I know that every subset of $A\subset\mathbb N$ may not have asymptotic/natural density $\delta(A)$. The limit exists if the limsup and liminf are equal.
In this context, I'm finding some results on the existence of natural density of any subset of $\mathbb N$.
Particularly I need to know the followings : If $A,B \subset \mathbb N$ with $\delta(A)=\delta(B)=0$, does $\delta(A\cup B)$ exist?
On
Yes. But note that it doesn't have to if you just assume that $\delta(A)$ and $\delta(B)$ exists. Indeed, let $A$ be the set of even integers and define $J: \mathbb{N} \rightarrow \mathbb{N}$ at an $n$ by letting $k$ be the unique integer such that $2^k\leq n<2^{k+1}$ and let $J(n)$ be $2n$ if $k$ is even and $2n-1$ if $k$ is odd. Putting $B:=J(\mathbb{N})$ we see that $|(A\cup B)\cap\{1,\cdots ,n\}|/n$ will in fact oscillate between $2/3$ and $5/6$.
On
Yes, and in fact you don't have to assume that both densities are equal to $0$, just one of them.
Let $[n]=\{1,\dots,n\}$.
Since $$\frac{|(A\cup B)\cap[n]|}n=\frac{|A\cap[n]|}n+\frac{|B\cap[n]|}n-\frac{|(A\cap B)\cap[n]|}n$$ by the in-and-out principle, it follows that $\delta(A\cup B)$ exists whenever $\delta(A)$ and $\delta(B)$ and $\delta(A\cap B)$ all exist, and in that case $\delta(A\cup B)=\delta(A)+\delta(B)-\delta(A\cap B)$.
In particular, if $\delta(A)$ exists and $\delta(B)=0$, then $\delta(A\cup B)$ exists, and $\delta(A\cup B)=\delta(A)$.
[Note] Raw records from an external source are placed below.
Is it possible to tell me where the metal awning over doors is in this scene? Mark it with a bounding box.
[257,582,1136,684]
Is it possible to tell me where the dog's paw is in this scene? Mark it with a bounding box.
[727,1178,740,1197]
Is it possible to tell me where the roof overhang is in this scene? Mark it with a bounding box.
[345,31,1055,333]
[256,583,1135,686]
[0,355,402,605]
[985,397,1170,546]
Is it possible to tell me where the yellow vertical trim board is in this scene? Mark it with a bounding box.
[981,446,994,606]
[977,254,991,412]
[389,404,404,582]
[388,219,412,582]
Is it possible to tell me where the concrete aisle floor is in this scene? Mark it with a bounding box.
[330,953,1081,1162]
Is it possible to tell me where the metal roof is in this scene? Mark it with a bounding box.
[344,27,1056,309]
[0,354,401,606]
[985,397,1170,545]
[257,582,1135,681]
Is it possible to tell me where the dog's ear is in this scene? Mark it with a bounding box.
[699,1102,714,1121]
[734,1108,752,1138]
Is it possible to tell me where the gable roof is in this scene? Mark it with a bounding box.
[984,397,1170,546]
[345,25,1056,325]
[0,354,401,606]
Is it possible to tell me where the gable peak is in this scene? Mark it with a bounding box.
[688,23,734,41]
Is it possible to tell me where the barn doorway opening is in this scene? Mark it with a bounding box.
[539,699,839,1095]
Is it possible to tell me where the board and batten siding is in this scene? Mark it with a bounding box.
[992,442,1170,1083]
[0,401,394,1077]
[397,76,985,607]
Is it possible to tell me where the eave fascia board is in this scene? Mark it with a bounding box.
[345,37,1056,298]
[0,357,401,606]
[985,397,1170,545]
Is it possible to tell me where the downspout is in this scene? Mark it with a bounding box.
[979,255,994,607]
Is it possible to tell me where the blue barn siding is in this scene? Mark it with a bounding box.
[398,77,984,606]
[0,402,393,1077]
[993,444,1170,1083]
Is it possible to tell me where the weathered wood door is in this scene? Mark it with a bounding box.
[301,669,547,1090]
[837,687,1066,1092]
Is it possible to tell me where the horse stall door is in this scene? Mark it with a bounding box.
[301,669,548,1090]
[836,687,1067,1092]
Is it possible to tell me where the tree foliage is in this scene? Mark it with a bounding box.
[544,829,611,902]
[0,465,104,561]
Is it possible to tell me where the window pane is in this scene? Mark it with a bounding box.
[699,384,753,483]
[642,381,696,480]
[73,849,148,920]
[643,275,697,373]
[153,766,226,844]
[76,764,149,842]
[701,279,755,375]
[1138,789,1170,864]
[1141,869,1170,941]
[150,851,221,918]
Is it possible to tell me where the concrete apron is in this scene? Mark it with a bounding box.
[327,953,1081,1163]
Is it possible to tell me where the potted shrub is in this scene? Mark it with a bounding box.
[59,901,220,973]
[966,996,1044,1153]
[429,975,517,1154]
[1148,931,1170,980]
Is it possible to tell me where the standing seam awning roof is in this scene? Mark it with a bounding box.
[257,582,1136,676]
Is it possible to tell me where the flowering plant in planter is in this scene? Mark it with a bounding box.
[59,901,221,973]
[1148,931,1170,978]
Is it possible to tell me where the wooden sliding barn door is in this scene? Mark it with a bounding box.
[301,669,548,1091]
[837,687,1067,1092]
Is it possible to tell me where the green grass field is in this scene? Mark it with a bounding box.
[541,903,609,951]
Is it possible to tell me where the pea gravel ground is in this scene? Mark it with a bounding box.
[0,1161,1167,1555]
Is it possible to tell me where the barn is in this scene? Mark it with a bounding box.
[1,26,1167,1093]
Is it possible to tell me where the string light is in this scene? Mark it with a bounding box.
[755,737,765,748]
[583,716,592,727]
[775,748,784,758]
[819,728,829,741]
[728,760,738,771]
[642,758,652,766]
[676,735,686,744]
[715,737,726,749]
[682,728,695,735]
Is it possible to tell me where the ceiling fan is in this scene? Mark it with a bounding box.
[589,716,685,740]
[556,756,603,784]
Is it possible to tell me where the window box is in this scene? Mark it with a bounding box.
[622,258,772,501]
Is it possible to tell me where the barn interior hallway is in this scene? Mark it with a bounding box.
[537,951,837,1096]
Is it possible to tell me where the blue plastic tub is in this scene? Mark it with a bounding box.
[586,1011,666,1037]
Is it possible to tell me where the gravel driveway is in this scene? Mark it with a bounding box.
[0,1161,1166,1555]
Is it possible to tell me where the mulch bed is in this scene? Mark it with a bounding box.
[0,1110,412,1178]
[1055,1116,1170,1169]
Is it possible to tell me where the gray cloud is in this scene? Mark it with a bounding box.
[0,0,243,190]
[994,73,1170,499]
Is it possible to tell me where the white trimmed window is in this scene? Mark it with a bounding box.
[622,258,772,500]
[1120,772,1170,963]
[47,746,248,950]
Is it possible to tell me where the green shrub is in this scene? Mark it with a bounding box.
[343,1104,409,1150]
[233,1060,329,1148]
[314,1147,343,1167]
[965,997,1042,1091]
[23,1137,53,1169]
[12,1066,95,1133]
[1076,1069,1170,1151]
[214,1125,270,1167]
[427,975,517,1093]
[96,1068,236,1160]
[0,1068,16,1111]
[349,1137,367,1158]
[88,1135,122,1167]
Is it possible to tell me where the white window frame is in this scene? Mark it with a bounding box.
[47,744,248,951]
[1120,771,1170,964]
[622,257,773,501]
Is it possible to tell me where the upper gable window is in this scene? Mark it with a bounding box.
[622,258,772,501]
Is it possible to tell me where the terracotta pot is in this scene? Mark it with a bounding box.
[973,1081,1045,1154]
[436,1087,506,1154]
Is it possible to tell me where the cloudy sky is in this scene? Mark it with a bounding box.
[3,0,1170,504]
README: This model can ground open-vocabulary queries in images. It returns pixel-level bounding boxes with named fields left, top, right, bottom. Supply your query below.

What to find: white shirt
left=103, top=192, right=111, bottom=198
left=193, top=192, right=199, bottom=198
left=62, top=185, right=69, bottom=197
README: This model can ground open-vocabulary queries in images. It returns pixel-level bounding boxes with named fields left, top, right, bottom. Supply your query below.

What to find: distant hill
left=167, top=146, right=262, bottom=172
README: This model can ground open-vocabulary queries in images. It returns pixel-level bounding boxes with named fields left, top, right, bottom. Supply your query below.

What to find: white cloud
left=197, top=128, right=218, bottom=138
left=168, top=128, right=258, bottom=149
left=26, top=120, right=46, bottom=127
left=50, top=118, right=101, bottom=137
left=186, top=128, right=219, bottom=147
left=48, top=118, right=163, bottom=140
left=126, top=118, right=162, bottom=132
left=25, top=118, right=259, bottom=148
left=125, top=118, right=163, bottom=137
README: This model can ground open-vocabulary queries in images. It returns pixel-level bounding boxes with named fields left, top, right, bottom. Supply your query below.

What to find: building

Yes, $\delta(A \cup B)$ exists and equals zero.
Let $J_n = \{1,2,\dots,n\}$, and simply note that $|(A \cup B) \cap J_n| \le |A \cap J_n| + |B \cap J_n|$ (it would be equality if $A,B$ were disjoint). Hence $$\frac{|(A \cup B) \cap J_n|}{n} \le \frac{|A \cap J_n|}{n} + \frac{|B \cap J_n|}{n}.$$ As $n \to \infty$, both terms on the right side approach 0 by assumption, hence the left side must also, and this says precisely that $\delta(A \cup B) = 0$.